Meshing Around:
Dynamic Adaptive Tessellation using D3D12 Mesh Shaders

An implementation of Adaptive GPU Tessellation with Compute Shaders by Jad Khoury, Jonathan Dupuy, and Christophe Riccio in DirectX12.
Based on the GDC Talk Re-inventing the wheel for snow rendering presented at GDC 2023 by Paolo Surricchio.
Started as an Independent Study in Spring 2024 under Professor Adam Mally during my Masters in Computer Graphics & Game Technology at the University of Pennsylvania.
Developer: Saksham Nagpal
- LinkedIn
- Portfolio
Tested on: Windows 11 Home, AMD Ryzen 7 6800H Radeon @ 3.2GHz 16GB, NVIDIA GeForce RTX 3050 Ti Laptop GPU 4096MB

Meshing Around:Dynamic Adaptive Tessellation using D3D12 Mesh Shaders

Motivation

GDC Talk on God of War: Ragnarok's Snow Rendering

In Fall 2023, I started learning about Mesh Shaders, and at the same time came across the 2023 GDC Talk Re-inventing the wheel for snow rendering given by Paolo Surricchio, a Senior Staff Rendering Programmer at Santa Monica Studio.
In the talk, Paolo talks about how the crazy volumes of snow in God of War: Ragnarok for Fimbulwinter posed a challenge to their existing methodology of rendering snow using Screen-Space Parallax Mapping.
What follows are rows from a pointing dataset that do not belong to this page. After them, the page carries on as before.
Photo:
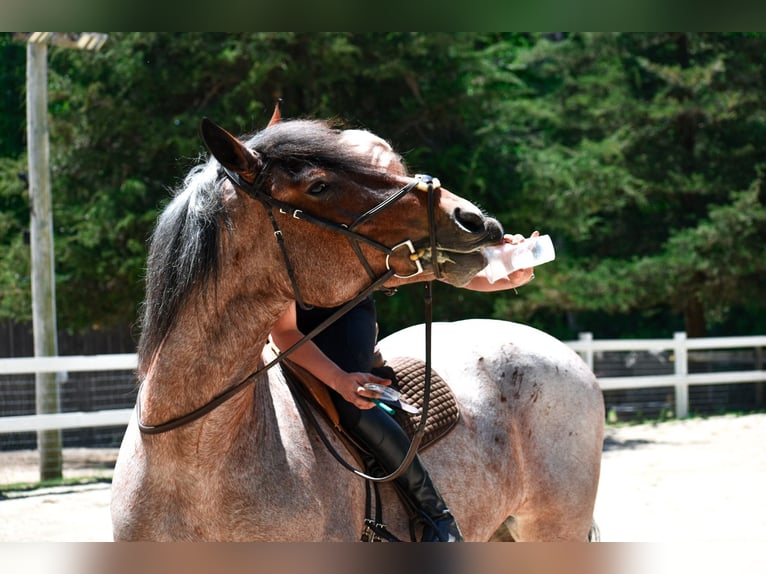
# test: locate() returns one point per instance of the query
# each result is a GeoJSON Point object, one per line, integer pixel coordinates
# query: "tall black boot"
{"type": "Point", "coordinates": [388, 443]}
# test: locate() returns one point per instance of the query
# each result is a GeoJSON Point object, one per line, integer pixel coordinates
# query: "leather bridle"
{"type": "Point", "coordinates": [255, 190]}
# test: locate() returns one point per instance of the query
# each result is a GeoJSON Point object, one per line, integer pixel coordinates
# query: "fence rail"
{"type": "Point", "coordinates": [586, 346]}
{"type": "Point", "coordinates": [680, 379]}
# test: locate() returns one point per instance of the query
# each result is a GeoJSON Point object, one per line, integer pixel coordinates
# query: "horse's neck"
{"type": "Point", "coordinates": [210, 350]}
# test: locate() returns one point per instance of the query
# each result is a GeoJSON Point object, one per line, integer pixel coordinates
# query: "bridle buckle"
{"type": "Point", "coordinates": [419, 266]}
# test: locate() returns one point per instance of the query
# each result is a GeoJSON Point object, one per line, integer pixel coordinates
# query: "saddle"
{"type": "Point", "coordinates": [408, 377]}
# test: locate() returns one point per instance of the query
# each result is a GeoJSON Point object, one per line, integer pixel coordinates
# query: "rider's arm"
{"type": "Point", "coordinates": [285, 333]}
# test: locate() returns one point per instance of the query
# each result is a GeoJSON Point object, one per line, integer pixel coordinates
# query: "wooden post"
{"type": "Point", "coordinates": [41, 239]}
{"type": "Point", "coordinates": [682, 370]}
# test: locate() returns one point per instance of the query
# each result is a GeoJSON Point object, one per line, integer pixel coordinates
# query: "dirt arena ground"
{"type": "Point", "coordinates": [680, 481]}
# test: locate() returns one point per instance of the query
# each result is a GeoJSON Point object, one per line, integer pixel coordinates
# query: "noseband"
{"type": "Point", "coordinates": [255, 190]}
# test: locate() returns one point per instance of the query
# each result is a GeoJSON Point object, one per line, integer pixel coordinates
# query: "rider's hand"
{"type": "Point", "coordinates": [351, 387]}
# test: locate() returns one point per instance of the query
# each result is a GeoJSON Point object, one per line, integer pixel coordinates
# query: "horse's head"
{"type": "Point", "coordinates": [347, 211]}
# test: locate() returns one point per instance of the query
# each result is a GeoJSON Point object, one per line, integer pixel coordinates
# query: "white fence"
{"type": "Point", "coordinates": [586, 346]}
{"type": "Point", "coordinates": [680, 379]}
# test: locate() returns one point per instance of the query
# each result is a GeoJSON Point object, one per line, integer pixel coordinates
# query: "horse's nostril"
{"type": "Point", "coordinates": [472, 221]}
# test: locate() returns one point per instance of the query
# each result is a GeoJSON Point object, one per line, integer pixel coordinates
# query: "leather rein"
{"type": "Point", "coordinates": [255, 190]}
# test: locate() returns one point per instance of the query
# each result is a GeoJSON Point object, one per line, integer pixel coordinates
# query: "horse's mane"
{"type": "Point", "coordinates": [184, 248]}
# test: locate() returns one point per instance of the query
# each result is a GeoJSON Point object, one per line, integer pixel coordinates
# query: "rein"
{"type": "Point", "coordinates": [423, 183]}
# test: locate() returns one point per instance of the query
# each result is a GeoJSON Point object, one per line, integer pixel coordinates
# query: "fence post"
{"type": "Point", "coordinates": [587, 354]}
{"type": "Point", "coordinates": [682, 369]}
{"type": "Point", "coordinates": [759, 386]}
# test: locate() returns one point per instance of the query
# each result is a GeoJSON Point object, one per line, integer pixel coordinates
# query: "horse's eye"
{"type": "Point", "coordinates": [318, 188]}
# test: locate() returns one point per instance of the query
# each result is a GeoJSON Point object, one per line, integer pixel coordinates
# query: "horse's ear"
{"type": "Point", "coordinates": [276, 117]}
{"type": "Point", "coordinates": [229, 151]}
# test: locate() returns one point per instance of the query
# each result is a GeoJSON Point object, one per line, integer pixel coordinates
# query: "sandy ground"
{"type": "Point", "coordinates": [680, 481]}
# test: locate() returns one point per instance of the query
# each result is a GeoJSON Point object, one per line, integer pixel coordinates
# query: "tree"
{"type": "Point", "coordinates": [647, 142]}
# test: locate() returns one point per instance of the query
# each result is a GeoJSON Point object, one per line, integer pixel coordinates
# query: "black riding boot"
{"type": "Point", "coordinates": [388, 443]}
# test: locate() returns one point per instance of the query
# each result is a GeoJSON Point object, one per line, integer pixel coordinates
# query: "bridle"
{"type": "Point", "coordinates": [420, 182]}
{"type": "Point", "coordinates": [256, 190]}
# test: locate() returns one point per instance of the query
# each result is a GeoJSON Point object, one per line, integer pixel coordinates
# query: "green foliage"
{"type": "Point", "coordinates": [639, 153]}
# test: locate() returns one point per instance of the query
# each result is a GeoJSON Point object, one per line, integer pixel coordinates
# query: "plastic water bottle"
{"type": "Point", "coordinates": [506, 258]}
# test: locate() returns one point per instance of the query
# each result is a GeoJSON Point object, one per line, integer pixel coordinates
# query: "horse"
{"type": "Point", "coordinates": [217, 448]}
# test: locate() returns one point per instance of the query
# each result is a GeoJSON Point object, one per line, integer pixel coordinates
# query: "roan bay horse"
{"type": "Point", "coordinates": [297, 212]}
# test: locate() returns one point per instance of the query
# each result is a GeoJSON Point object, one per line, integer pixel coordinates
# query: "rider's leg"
{"type": "Point", "coordinates": [388, 443]}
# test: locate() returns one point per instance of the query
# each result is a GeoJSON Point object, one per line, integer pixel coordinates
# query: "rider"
{"type": "Point", "coordinates": [341, 356]}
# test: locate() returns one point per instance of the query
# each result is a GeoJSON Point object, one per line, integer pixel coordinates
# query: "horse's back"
{"type": "Point", "coordinates": [534, 390]}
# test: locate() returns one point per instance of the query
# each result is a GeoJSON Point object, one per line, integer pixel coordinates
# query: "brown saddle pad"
{"type": "Point", "coordinates": [443, 412]}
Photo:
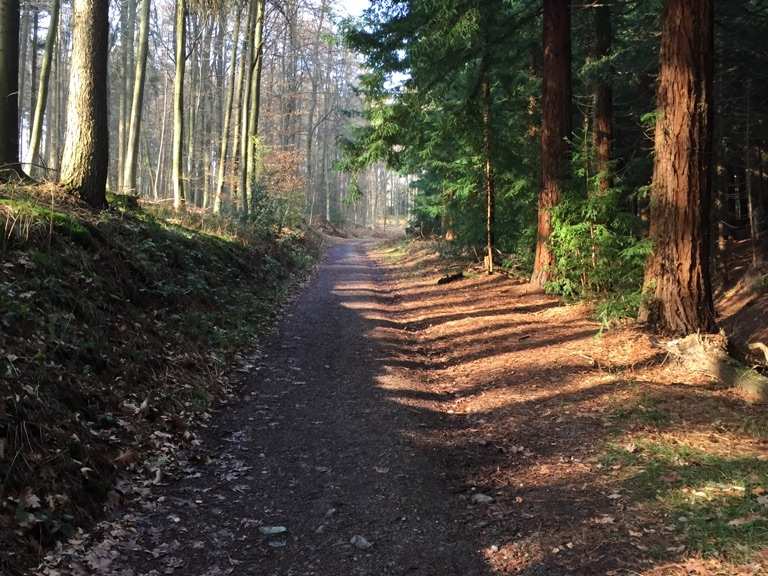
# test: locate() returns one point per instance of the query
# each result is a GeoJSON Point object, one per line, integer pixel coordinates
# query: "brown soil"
{"type": "Point", "coordinates": [457, 428]}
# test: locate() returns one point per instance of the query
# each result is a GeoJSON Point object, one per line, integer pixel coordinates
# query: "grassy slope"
{"type": "Point", "coordinates": [116, 330]}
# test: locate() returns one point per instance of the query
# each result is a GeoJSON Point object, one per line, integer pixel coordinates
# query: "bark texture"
{"type": "Point", "coordinates": [677, 279]}
{"type": "Point", "coordinates": [488, 176]}
{"type": "Point", "coordinates": [132, 150]}
{"type": "Point", "coordinates": [9, 88]}
{"type": "Point", "coordinates": [178, 105]}
{"type": "Point", "coordinates": [555, 128]}
{"type": "Point", "coordinates": [85, 159]}
{"type": "Point", "coordinates": [42, 91]}
{"type": "Point", "coordinates": [221, 168]}
{"type": "Point", "coordinates": [257, 47]}
{"type": "Point", "coordinates": [602, 135]}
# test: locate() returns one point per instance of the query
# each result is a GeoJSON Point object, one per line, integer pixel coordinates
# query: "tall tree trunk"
{"type": "Point", "coordinates": [161, 148]}
{"type": "Point", "coordinates": [137, 102]}
{"type": "Point", "coordinates": [245, 100]}
{"type": "Point", "coordinates": [22, 82]}
{"type": "Point", "coordinates": [178, 106]}
{"type": "Point", "coordinates": [677, 280]}
{"type": "Point", "coordinates": [227, 116]}
{"type": "Point", "coordinates": [315, 79]}
{"type": "Point", "coordinates": [488, 176]}
{"type": "Point", "coordinates": [555, 128]}
{"type": "Point", "coordinates": [33, 69]}
{"type": "Point", "coordinates": [33, 153]}
{"type": "Point", "coordinates": [254, 98]}
{"type": "Point", "coordinates": [602, 135]}
{"type": "Point", "coordinates": [753, 200]}
{"type": "Point", "coordinates": [9, 94]}
{"type": "Point", "coordinates": [85, 160]}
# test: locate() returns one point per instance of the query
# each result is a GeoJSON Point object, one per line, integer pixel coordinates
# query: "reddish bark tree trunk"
{"type": "Point", "coordinates": [555, 127]}
{"type": "Point", "coordinates": [602, 136]}
{"type": "Point", "coordinates": [677, 280]}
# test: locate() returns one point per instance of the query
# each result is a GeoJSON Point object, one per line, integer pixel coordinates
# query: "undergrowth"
{"type": "Point", "coordinates": [115, 332]}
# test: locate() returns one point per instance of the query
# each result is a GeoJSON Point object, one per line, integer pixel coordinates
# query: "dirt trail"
{"type": "Point", "coordinates": [393, 426]}
{"type": "Point", "coordinates": [315, 447]}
Some key take-aways regarding the issues were:
- Variable rendering cost, worst when snow looks the best - not ideal for a LOT of snow required in Ragnarok
- Needs a lot of hand tuning
- Artifacts like these:

His team ran some tests and found that geometry displacement in selective areas would align with their performance requirements as well as art direction:
- A quick test by the rendering team using the hardware tessellation pipeline:
- An image shared in the talk. The yellow area shows sparse, large triangles as hardly any detail is required, in contrast to the red area marking a section of terrain needing much more detail:
Paolo also talks on a high level about their solution to the above problem, and this is how I understood it:
- A compute shader divides the terrain mesh into meshlets:
- It then decides whether to draw the meshlet with the regular vertex pipeline or with the hardware tessellation:

And it got me thinking...

Well, SMS is using Compute Shaders to chop up meshes into meshlets. Mesh Shaders are known to use meshlets for rendering, so can I implement their approach using the same?
At this point, I only knew that Mesh Shaders, well, existed. I had no technical understanding of what they are, and would need to do a lot of research to understand them.
I understand that mesh shaders are only supported by modern graphics APIs like Vulkan, D3D12, and Metal, and this is probably why SMS didn't use them because they needed to support older consoles like the PS4 (which don't support Mesh Shaders afaik but I may be wrong). But I haven't really worked deeply with any of these modern APIs, and would need to learn one to begin with.
Regardless of which API I use, I won't be able to use the Hardware Tessellation pipeline anymore, since Mesh Shaders collapse all the vertex/primitive processing steps in the pipeline before the rasterizer into a single one. So I would need to figure out a compute-based approach to achieve the same (wouldn’t even want to use it even if could, Paulo mentioned a fixed high-entry cost of 30% to 40% even with a passthrough hull shader).

Goals

The first task must be learning DirectX12. Why I picked DirectX12? Well, the reasons are selfishly and stupidly twofold:
- During the entire duration of 2 years of my Masters, I have had some sort of exposure to OpenGL, WebGL, Vulkan, and WebGPU. So this would be a chance to try my hand at something new.
- My upcoming job requires me to work with DirectX12, so it makes sense for me to get my hands dirty with it already.
Also, simultaneously, learn about Mesh Shaders - what even are they? Why do they even matter?
Look for research work (if any) on compute-based tessellation.
Get to work! Make something!

Learning DirectX12

I had a strong feeling that this was going to be daunting, and I most definitely was right. Having mostly worked with OpenGL, D3D12 was a bit overwhelming. Having done a school project using Vulkan definitely prepared me, but the task was (and continues to be) challenging nonetheless.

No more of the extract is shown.